ALERT!

This site is not optimized for Internet Explorer 8 (or older).

Please upgrade to a newer version of Internet Explorer or use an alternate browser such as Chrome or Firefox.

Surgery as Spectacle

Friday, July 15, 2005

Live telecasts of surgery are on a dramatic rise.  We are spammed daily with invitations to peer over the shoulders of master technicians, to learn nuances of operative technique and, in some, to even ask questions during the procedure.   Empowered by the prowess of the internet and the falling cost of transmitting video images around the globe, industry and hospitals have enthusiastically subsidized these media events, trying to “capture eyeballs” in the latest race of the information age. 

The value of video images in disseminating surgical knowledge is indisputable, but I question the added value of “live” broadcasts.   Ads for these programs imply that a live telecast somehow brings energy, honesty and drama.  And that is where I object.  I submit that live broadcasts serve neither the patient nor the audience well.  We should re-examine the effect of bringing a camera crew into the operating room, and of trying to coordinate the operation with an audience in another room (or country).  We should ask ourselves whether these distractions to the surgeon and the pressure to perform the promised operation are creating “surgery as spectacle”, a movement distinctly at odds with the patient safety initiative.

For several reasons, I believe broadcast of live surgery…..or reality surgery to plagiarize a term from our less restrained colleagues in the entertainment industry….should be rethought:

  1. It is a patient safety hazard.  The operating room should be a solemn, quiet environment focused without waver on the patient and the patient’s operation.  The presence of camera and microphone instead tend to redirect attention to the surgeon, who becomes master of ceremonies or worse, magician, rather than entrusted caretaker.  Who wants a chest operation performed by a surgeon who is talking to a remote audience, fielding questions, and trying to demonstrate rather than concentrate?  In one recent webcast, a surgeon handled impertinent questions from the audience during hypothermic circulatory arrest!  Would you want to be a passenger on a plane landing during a thunderstorm at O’Hare while the pilot was showing the Discovery Channel film crew how challenging bad weather can be?  Several of my colleagues have also been witness (rhymes with accomplice) to intraoperative disasters….including patient deaths in what should have been straightforward procedures…and who later confessed a sense of collective guilt and shame that discouraged them from pursuing their own experience with the new technique   I once viewed a live telecast valve repair that resulted in a clearly unacceptable outcome but was tolerated because…..I suspect…the surgeon did not want to publicly acknowledge failure and replace the valve.   Who was being served by this telecast, and what was the take-home message?
     
  2. It is a self-indulgent, inefficient way to communicate and teach surgery.   Too often, live surgery contains endless stretches of dissection, suturing, and knot-tying that have little educational merit.  Sometimes it is the surgeon’s ego that drives this performance, but more often it is just poor editing.  Technical difficulties, delays in the procedure itself, and problems with signal feed add to the chaos.  Isn’t a well-edited surgical video, with narration and figures added later by the surgeon after thoughtful review, better use of everyone’s time and attention?  If the Annals of Thoracic Surgery offered a “live edition”, with manuscripts unedited and unreviewed, I would still prefer to wait a month for the finished version, thank you. 
     
  3. Sensationalism is incompatible with professionalism.   Once at an international meeting, I watched a live aortic operation over remote monitor.  At the end of the operation, the surgeon returned to the lecture hall, still in scrubs after his video debut, and was met by a standing ovation from the attendees.  This, I thought, was spectacle at its worst.  My thoughts turned to the patient, who was still in the operating “theatre”….. bleeding.
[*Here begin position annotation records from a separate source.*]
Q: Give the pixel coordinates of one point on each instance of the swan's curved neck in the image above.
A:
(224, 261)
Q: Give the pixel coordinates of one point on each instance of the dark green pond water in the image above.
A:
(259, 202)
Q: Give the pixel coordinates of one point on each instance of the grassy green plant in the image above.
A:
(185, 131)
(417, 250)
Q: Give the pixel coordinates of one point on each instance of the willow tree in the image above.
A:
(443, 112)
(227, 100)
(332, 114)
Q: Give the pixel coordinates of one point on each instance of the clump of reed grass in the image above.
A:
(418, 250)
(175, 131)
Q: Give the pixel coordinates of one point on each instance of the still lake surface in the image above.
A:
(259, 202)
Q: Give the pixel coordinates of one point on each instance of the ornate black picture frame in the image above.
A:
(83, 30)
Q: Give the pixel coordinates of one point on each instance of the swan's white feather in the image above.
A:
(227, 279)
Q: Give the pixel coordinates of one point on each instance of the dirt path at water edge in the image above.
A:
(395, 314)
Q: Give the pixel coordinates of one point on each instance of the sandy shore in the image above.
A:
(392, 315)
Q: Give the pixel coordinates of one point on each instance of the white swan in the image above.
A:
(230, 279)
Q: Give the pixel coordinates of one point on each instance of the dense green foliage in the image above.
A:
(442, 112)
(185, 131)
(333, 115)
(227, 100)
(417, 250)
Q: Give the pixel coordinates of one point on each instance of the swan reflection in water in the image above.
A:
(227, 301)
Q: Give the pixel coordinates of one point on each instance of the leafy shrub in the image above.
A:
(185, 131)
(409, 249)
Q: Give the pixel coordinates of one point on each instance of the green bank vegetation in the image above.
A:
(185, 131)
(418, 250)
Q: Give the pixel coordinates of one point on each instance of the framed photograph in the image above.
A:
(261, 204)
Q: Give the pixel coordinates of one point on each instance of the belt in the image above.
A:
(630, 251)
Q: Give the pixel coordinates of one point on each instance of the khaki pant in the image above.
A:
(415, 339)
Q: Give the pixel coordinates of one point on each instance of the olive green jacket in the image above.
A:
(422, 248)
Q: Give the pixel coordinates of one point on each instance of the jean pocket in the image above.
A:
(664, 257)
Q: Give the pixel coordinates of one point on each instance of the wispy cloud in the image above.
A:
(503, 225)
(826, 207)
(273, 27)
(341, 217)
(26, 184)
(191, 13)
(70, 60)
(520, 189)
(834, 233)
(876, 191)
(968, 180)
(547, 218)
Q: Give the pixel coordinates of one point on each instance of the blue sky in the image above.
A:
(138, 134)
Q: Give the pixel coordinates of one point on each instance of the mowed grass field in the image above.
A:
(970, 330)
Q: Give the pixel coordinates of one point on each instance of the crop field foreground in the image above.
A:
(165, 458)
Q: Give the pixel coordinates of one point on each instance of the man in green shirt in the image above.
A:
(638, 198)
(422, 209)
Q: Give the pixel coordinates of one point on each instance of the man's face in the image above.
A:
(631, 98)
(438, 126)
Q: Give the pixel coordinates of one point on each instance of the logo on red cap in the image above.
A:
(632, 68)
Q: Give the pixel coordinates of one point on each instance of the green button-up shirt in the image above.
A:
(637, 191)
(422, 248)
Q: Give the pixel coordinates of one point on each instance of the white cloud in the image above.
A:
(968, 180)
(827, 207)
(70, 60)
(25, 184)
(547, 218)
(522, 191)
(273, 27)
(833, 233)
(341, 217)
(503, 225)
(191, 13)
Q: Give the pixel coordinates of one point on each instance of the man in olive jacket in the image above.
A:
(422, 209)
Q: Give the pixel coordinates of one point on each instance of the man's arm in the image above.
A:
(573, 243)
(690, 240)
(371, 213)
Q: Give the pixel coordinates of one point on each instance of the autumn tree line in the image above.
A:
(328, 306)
Live television has invaded much of our lives already, with regrettable effect.  Has the legal process been improved by lawyers grandstanding in front of courtroom cameras?   Do teenagers in MTV’s Real World behave better or worse when the lights are on?  There are some events we all agree should not be televised out of respect for the dignity of the individual…….events such as boundless grief, painful death, or genuine intimacy.  I count cardiac operations among them.

I must restate that there is tremendous value in videos of surgical procedures.  In fact, as a profession we have underutilized video as a tool to educate surgeons and share information.  Video is powerful technology, which like other powerful tools must be used thoughtfully and with restraint.  So make a video of your best operation (with your patient’s permission, of course).  Review it, learn from it, edit it, narrate it, duplicate it and share it.  Leave out the classical music.  Better yet, include several other cases that illustrate other important lessons.  But please don’t ask me to watch it live.